In Kent’s earlier book, Heretic’s Daughter a young girl loses her mother to the notorious witch trials. Her father has a mysterious past–in this book we learn what that was.
The Wolves of Andover is about two different kinds of wolves–the wild ones and the human ones. Settlers in New England in the seventeenth century contended with many natural hazards–wild animals, smallpox, weather, crop failure, to name a few. But author Kathleen Kent uses her gift of vivid detail to make clear that the hazards from fellow humans were much more dangerous in the struggle to survive.
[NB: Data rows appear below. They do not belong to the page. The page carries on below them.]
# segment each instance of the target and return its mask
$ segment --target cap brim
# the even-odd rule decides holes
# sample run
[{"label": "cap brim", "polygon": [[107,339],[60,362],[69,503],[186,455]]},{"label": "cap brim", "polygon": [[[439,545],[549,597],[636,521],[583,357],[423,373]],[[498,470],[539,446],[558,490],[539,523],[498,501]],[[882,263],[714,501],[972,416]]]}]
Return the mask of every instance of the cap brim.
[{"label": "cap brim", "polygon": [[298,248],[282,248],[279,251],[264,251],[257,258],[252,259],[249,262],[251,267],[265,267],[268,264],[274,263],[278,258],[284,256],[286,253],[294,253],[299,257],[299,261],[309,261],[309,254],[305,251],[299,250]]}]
This story ties English history with Colonial history. The two of course were closely entwined during this period, a fact that does not come through in much of the American history taught in classrooms. Thomas Morgan, the man with the mysterious past in The Heretic’s Daughter, was involved in the English Civil War in which the king of England, Charles I, lost his head. The reader and the young woman who becomes his wife (and the accused witch in The Heretic’s Daughter), slowly uncover the part he played…the description that Martha eventually writes down is stunning and totally believable, even as a fictionalized account.
There is much violence, vividly depicted, in this book. It is definitely for mature readers. The history may be harder to follow for teen readers than Kent’s earlier book, simply because it is much more unfamiliar territory than the Salem witch trials. But if a teen reader liked The Heretic’s Daughter, I wholeheartedly recommend this book. By the end, the history becomes very clear and the reader gains a vivid perspective of the interconnectedness of England and its American colonies.
I loved both these books. But I love this period and place in history–I have a deep question in my psyche about why we left England and came here–so reading historical fiction as good as this is a treat I only yearn for more of.